When estrogen-lowering drugs no longer control metastatic breast cancer, the opposite strategy might work. Raising estrogen levels benefited 30 percent of women whose metastatic breast cancer no longer responded to standard anti-estrogen treatment, according to research conducted at Washington University School of Medicine in St. Louis and collaborating institutions.
The results are reported in the Journal of the American Medical Association. Not only did estrogen treatment often stop disease progression, in some patients metastatic tumors became resensitized and again responded to anti-estrogen treatments.
"The women in the study had all experienced a relapse while on estrogen-lowering drugs, and their disease was progressing," says lead author Matthew J. Ellis, M.D., Ph.D., an oncologist with the Siteman Cancer Center at Washington University and Barnes-Jewish Hospital. "So they were faced with undergoing chemotherapy. We found that estrogen treatment stopped disease progression in many patients and was much better tolerated than chemotherapy would have been."
About 40,000 women die of metastatic breast cancer each year, and estrogen therapy could potentially help thousands of women, Ellis says. Furthermore, he points out that the therapy is inexpensive, costing less than a dollar a day.
Sixty-six postmenopausal women with breast cancer that had spread beyond the breast participated in the study. All participants were originally diagnosed with estrogen receptor positive (ER ) breast tumors, meaning estrogen stimulated tumor growth. Seventy-five percent of breast cancer cases are ER . All participants had received aromatase inhibitor treatment, which severely lowers estrogen levels, but their metastatic tumors had later reappeared or resumed growing.
The study compared a high 30-milligram daily dose of estrogen to a low 6-milligram daily dose, and evaluated how well the treatments controlled the women's metastatic cancers and how the treatments affected their quality of life. The high dose results in estrogen levels in the blood comparable to that of pregnant women, while the low dose gives estrogen levels similar to that of women who are ovulating, Ellis indicates.

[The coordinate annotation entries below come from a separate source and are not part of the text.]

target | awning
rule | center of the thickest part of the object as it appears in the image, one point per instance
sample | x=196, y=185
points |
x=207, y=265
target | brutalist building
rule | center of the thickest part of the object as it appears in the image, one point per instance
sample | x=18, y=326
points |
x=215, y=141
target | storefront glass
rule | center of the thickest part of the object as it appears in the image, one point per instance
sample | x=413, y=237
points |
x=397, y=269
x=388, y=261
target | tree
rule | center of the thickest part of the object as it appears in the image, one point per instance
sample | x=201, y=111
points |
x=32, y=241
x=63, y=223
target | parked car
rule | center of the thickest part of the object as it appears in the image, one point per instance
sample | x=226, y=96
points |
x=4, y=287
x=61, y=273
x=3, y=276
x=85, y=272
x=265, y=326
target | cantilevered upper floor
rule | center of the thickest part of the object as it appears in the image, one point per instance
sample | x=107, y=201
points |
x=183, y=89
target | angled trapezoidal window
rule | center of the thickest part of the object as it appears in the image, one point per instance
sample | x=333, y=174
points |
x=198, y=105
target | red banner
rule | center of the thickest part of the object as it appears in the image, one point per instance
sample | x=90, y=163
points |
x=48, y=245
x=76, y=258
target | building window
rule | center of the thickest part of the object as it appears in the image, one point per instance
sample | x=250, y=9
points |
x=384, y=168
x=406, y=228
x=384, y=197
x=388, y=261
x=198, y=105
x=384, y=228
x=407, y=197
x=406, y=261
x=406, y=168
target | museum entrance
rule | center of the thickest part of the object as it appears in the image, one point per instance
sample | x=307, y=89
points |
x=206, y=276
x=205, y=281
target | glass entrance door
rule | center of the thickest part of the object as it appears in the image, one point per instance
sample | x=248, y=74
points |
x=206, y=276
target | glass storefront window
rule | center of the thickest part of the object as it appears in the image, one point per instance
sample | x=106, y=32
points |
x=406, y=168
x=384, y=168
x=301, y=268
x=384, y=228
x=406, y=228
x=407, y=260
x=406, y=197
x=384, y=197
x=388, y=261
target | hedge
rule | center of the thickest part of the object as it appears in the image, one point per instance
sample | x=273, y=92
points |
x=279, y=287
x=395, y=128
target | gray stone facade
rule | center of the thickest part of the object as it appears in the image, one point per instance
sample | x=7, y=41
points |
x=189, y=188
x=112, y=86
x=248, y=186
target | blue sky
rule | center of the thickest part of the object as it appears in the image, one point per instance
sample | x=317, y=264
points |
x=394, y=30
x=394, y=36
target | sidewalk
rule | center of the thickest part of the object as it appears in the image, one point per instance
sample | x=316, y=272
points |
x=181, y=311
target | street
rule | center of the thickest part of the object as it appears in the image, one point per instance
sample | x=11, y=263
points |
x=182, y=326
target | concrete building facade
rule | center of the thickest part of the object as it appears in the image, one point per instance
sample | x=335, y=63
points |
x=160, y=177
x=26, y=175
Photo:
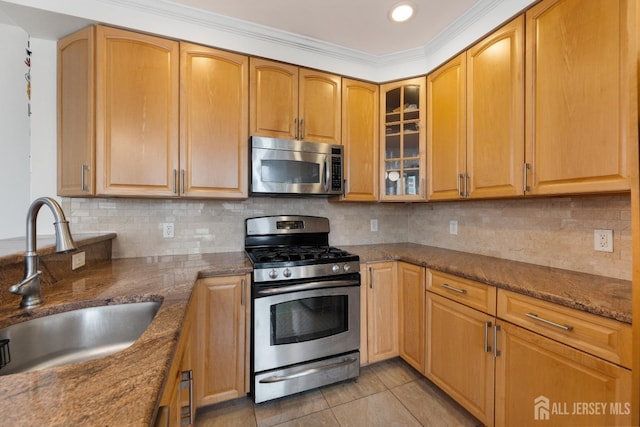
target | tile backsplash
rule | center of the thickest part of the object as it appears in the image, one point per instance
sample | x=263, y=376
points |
x=556, y=232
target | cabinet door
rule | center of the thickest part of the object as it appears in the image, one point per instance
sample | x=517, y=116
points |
x=541, y=379
x=76, y=157
x=446, y=135
x=214, y=116
x=274, y=99
x=221, y=339
x=137, y=79
x=382, y=311
x=402, y=156
x=459, y=355
x=360, y=140
x=495, y=114
x=319, y=103
x=411, y=287
x=580, y=89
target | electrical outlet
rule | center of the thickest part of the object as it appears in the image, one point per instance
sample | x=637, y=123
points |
x=167, y=230
x=77, y=260
x=603, y=240
x=453, y=227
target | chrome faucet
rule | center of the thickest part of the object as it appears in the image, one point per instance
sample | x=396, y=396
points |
x=29, y=287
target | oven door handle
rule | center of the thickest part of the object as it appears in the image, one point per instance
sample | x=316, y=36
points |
x=311, y=371
x=308, y=286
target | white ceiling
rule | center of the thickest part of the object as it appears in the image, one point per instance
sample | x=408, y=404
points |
x=356, y=24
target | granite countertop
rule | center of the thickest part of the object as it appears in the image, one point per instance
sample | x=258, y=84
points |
x=124, y=388
x=599, y=295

In both the high- and low-dose groups about 30 percent of participants experienced a clinical benefit — their tumors either shrank or stopped growing. Interestingly, the researchers demonstrated that they could predict fairly accurately which patients would have this positive response. They conducted standard positron emission tomography (PET) scans before estrogen treatment and 24 hours later. If metastatic tumors flared, or glowed more brightly, in the PET scans after estrogen was started, they were much more likely to be affected by estrogen therapy. In 80 percent of women with PET flare reactions, tumors responded to estrogen therapy, and in 87 percent of women without PET flares, tumors did not respond to estrogen.
The participants filled out questionnaires to indicate whether they had adverse reactions to estrogen during the study. Adverse reactions could include headaches, bloating, breast tenderness, fluid retention, nausea and vomiting. Patients receiving the high estrogen dose had more severe side effects.

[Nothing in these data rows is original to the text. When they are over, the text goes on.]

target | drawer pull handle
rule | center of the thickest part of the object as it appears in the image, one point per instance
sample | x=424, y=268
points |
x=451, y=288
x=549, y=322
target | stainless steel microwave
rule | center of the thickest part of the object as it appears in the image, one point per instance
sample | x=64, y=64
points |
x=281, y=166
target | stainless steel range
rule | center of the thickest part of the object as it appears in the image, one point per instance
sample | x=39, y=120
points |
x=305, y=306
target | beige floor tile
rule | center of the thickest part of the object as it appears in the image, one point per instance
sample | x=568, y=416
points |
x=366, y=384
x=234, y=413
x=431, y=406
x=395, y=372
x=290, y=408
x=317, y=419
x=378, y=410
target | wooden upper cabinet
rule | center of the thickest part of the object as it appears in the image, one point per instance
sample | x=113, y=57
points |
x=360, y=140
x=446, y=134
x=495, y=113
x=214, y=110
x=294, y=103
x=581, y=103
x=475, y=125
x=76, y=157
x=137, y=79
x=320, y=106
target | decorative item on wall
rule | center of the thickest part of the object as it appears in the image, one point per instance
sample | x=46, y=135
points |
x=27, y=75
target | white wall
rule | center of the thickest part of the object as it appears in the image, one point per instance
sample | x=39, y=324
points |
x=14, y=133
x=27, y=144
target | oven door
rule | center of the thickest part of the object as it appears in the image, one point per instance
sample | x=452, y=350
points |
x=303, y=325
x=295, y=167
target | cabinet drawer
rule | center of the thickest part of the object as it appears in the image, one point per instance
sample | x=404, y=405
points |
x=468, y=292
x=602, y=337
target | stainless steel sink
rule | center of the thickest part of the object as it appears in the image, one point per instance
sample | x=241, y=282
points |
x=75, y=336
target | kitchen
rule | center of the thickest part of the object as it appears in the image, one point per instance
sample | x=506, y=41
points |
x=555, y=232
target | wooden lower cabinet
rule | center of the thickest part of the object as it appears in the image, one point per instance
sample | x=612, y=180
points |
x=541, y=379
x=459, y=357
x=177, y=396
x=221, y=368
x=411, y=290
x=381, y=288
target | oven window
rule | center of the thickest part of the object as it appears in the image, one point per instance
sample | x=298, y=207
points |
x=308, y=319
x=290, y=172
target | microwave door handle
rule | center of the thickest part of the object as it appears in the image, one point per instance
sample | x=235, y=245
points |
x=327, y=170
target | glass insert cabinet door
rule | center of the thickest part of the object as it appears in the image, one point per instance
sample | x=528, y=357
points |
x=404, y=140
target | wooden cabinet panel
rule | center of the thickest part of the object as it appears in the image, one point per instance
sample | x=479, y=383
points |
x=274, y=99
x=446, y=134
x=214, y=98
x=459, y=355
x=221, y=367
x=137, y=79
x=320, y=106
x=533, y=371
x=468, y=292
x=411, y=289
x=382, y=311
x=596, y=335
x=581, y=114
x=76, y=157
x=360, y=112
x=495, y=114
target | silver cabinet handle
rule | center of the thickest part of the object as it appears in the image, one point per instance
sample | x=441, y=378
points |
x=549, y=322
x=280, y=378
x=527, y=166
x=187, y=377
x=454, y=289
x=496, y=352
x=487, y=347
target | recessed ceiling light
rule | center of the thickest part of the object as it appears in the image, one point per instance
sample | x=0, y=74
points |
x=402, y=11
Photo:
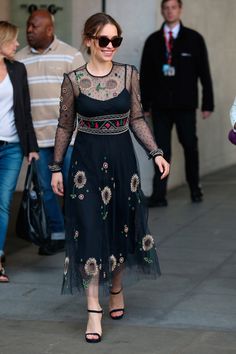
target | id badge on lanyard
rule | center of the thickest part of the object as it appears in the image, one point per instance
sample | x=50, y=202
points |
x=168, y=69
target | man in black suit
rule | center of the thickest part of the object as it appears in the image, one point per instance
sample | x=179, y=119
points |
x=173, y=60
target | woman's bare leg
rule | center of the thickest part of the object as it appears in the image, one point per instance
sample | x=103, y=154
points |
x=94, y=319
x=117, y=300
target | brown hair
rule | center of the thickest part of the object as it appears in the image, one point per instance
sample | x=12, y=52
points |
x=8, y=32
x=94, y=25
x=178, y=1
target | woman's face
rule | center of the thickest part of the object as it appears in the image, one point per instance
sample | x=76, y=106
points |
x=103, y=54
x=8, y=49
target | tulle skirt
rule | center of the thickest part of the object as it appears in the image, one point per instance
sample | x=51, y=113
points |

"The older women in the study were, the fewer estrogen-related symptoms they had," says Ellis also professor of medicine in the Division of Oncology. "But overall, we demonstrated clearly that the low dose was better tolerated than the high dose and was just as effective for controlling metastatic disease."
In the 30 percent of participants who responded to estrogen, tumors often began to grow again after a period of months or years. But in a third of these recurring cases, the researchers showed that the women's tumors had become resensitized to anti-estrogen therapy. The tumors shrank or stopped growing when the patients went back on their original aromatase inhibitor treatment.